Tu iras jusque-là à l'Ecole de Dol. Moi-même, je
m'en suis trouvé bien — lui déclara son frère Louis;
J'obéis et partis pour
l'établissement maritime de Dol. J'y fis une entrée discrète le 1er octobre
1907, en tenue de petit officier de marine.
La vie des écoliers n'y était point de tout
repos. Agés de douze à dix-huit printemps, il leur fallait travailler ferme.
On les préparait sans douceur superflue à la carrière qui les attendait et
que la plupart voulaient ardemment.
Selon un horaire minuté soigneusement et qui s'étalait
sur quinze heures quotidiennes on y étudiait tout.

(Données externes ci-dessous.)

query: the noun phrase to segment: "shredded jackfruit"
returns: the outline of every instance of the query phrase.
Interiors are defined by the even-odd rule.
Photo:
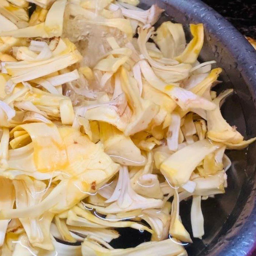
[[[221,115],[233,90],[217,95],[221,69],[197,60],[203,25],[187,44],[181,24],[155,29],[156,4],[29,2],[30,16],[0,0],[0,254],[187,255],[202,200],[227,187],[225,149],[256,140]],[[127,228],[150,241],[113,248]]]

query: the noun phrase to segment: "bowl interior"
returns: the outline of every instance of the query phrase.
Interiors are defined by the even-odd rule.
[[[202,21],[198,18],[197,20],[194,19],[193,8],[190,13],[186,13],[173,7],[172,3],[177,2],[175,0],[164,1],[142,0],[140,7],[147,9],[153,4],[157,3],[166,11],[156,26],[167,20],[182,23],[188,40],[189,40],[189,23]],[[188,1],[181,2],[188,2]],[[196,7],[194,5],[193,6]],[[204,10],[201,11],[201,17],[203,18]],[[221,40],[223,35],[218,35],[207,28],[207,23],[212,22],[212,20],[209,19],[208,22],[205,20],[203,22],[206,25],[205,43],[199,60],[202,62],[215,60],[217,63],[213,65],[213,68],[220,67],[223,69],[219,79],[223,82],[215,86],[214,90],[219,93],[227,88],[233,88],[235,92],[222,106],[221,109],[222,114],[231,125],[236,126],[237,130],[245,139],[250,138],[256,134],[255,99],[251,96],[252,92],[247,88],[246,81],[243,78],[243,68],[241,68],[243,63],[237,63],[235,58],[230,53],[225,42]],[[217,22],[215,20],[213,21]],[[221,25],[221,22],[218,22],[218,26]],[[245,46],[246,45],[245,44]],[[228,243],[229,239],[232,240],[237,232],[237,228],[243,224],[240,215],[246,207],[247,200],[255,183],[255,159],[253,156],[256,151],[256,147],[254,145],[243,150],[226,151],[226,154],[232,162],[231,167],[227,171],[228,187],[225,194],[218,195],[214,198],[209,198],[202,201],[205,234],[202,240],[193,239],[193,244],[185,246],[189,255],[241,255],[239,254],[241,252],[237,254],[236,252],[233,254],[231,252],[230,254],[223,254],[224,252],[220,252],[218,250],[222,245]],[[192,237],[190,217],[191,204],[191,200],[182,202],[180,213],[184,226]],[[141,233],[134,230],[125,230],[124,234],[122,229],[120,230],[125,235],[123,236],[124,238],[114,240],[112,245],[114,247],[134,247],[150,239],[150,236],[147,232]],[[216,244],[218,245],[218,249]]]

Cela allait des sciences à la boxe française en
passant par le chant et la musique. Je m'emplissais la tête et développais
mon corps dans des disciplines fort diverses et j'y apportais la plus grande
application.
Récréation de cette existence studieuse et
chargée, un dimanche par mois en famille. Quelle joie de s'échapper de la
«boîte». Je descendais en gare de Saint-Malo et flânais sur le port,
encombré de terreneuvas devant lesquels, nez en l'air, je rêvais. C'est
ainsi que je vis, peu à peu se construire le «Pourquoi Pas ?». Puis je
gagnais le point d'embarquement de Dinard, passant l'embouchure de la Rance
sur une petite vedette. De la cale de Dinard je parcourais d'un pas léger
les cinq kilomètres qui me séparaient de la maison familiale.

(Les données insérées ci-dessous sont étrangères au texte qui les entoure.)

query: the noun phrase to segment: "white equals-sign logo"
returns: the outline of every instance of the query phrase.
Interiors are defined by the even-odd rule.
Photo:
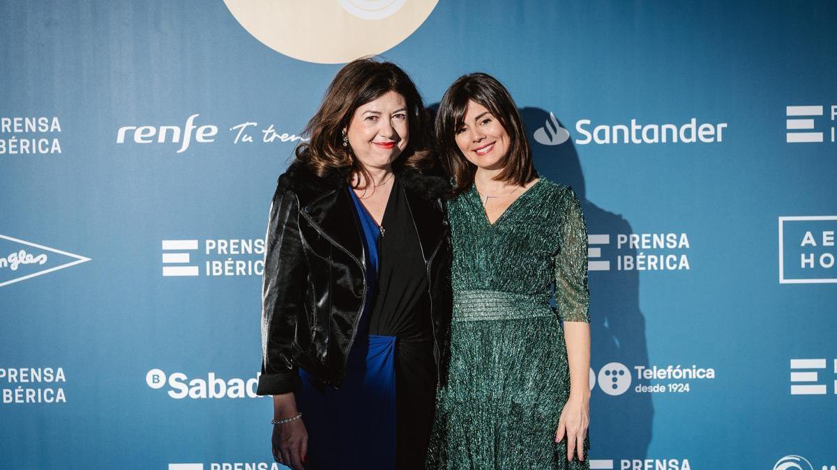
[[[588,235],[587,236],[587,270],[588,271],[609,271],[610,262],[601,259],[593,259],[602,258],[601,247],[590,247],[589,245],[609,245],[610,235]]]
[[[822,132],[798,132],[814,129],[814,116],[823,115],[822,106],[788,106],[788,143],[822,142]],[[793,116],[793,119],[791,117]],[[791,132],[793,131],[793,132]]]
[[[791,395],[825,395],[827,393],[824,385],[817,384],[819,381],[819,373],[812,371],[812,369],[825,369],[825,360],[790,360]],[[834,372],[837,373],[837,359],[834,360]],[[805,385],[798,385],[800,383]],[[837,393],[837,381],[834,381],[834,393]]]
[[[198,240],[163,240],[162,241],[162,275],[163,276],[197,276],[198,265],[189,263],[189,253],[184,250],[197,250]]]

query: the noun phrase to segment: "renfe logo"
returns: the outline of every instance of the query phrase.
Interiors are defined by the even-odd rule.
[[[199,115],[195,114],[187,118],[186,125],[182,130],[177,125],[161,125],[159,127],[153,125],[123,125],[116,132],[116,143],[124,144],[125,136],[129,132],[133,135],[133,140],[136,144],[153,144],[155,142],[155,135],[157,136],[156,140],[158,144],[167,142],[177,144],[181,142],[181,136],[182,136],[182,142],[177,153],[182,153],[186,151],[186,149],[189,148],[193,135],[195,136],[196,142],[202,144],[214,142],[214,137],[218,135],[218,126],[207,125],[197,127],[194,125],[195,118]]]
[[[788,455],[776,462],[773,470],[814,470],[814,466],[804,457]]]

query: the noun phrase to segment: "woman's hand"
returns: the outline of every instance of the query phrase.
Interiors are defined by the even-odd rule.
[[[296,414],[296,400],[293,393],[273,396],[274,420],[287,419]],[[274,460],[293,470],[305,470],[303,463],[308,453],[308,431],[301,417],[273,425],[270,443]]]
[[[590,401],[583,397],[570,396],[561,411],[555,442],[567,437],[567,460],[573,460],[578,452],[578,460],[584,460],[584,438],[590,424]]]
[[[308,432],[302,418],[273,425],[273,457],[294,470],[304,470],[308,453]]]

Le lundi c'était le retour vers l'école avec la
grise perspective du lever à cinq heures trente. Cette scolarité qui devait
durer s'interrompit en 1909... De la faute à «Bouf-Bouf».
En mai arriva la composition de fin d'année en
géographie. J'aimais beaucoup cette science. N'était-elle pas la base
essentielle de toute navigation ? Nous suivions sur les cartes les voyages
de Cook et de Dumont d'Urville. Quelles leçons ! Etant généralement classé
deuxième en cette matière, j'avais fignolé mon devoir pour tenter d'enlever
la première place.
Avant l'heure fixée, je portai ma composition dont j'étais fort satisfait au
«prof» de géo et d'histoire, M. Laurent, le fameux «Bouf-Bouf». Les élèves,
je ne sais pourquoi, surnommaient ainsi cet homme portant une épaisse barbe
d'un noir d'encre et d'une timidité maladive. Les grands, tout au long de
ses leçons ne cessaient de grommeler «bouf, bouf» entre leurs lèvres
mi-closes, ce qui le rendait furieux. Ayant laissé mon travail à ce
professeur, je regagnai tranquillement ma place. Avant de m'asseoir je jetai
un bref regard sur la feuille de mon voisin, lequel d'ailleurs séchait
lamentablement. C'est à ce moment que je reçus par derrière la gifle la plus
magistrale de mon existence, cependant que j''entendais la voix rageuse de «Bouf-Bouf»
qui éructait :
— Vous aurez zéro pour copier.
La mornifle devant une quarantaine de copains
goguenards était déjà difficile à digérer. Mais plus que le soufflet,
l'injustice et l'imbécillité de l'accusation me révoltèrent. Pourquoi
aurais-je copié puisque je venais de remettre ma «compo» ?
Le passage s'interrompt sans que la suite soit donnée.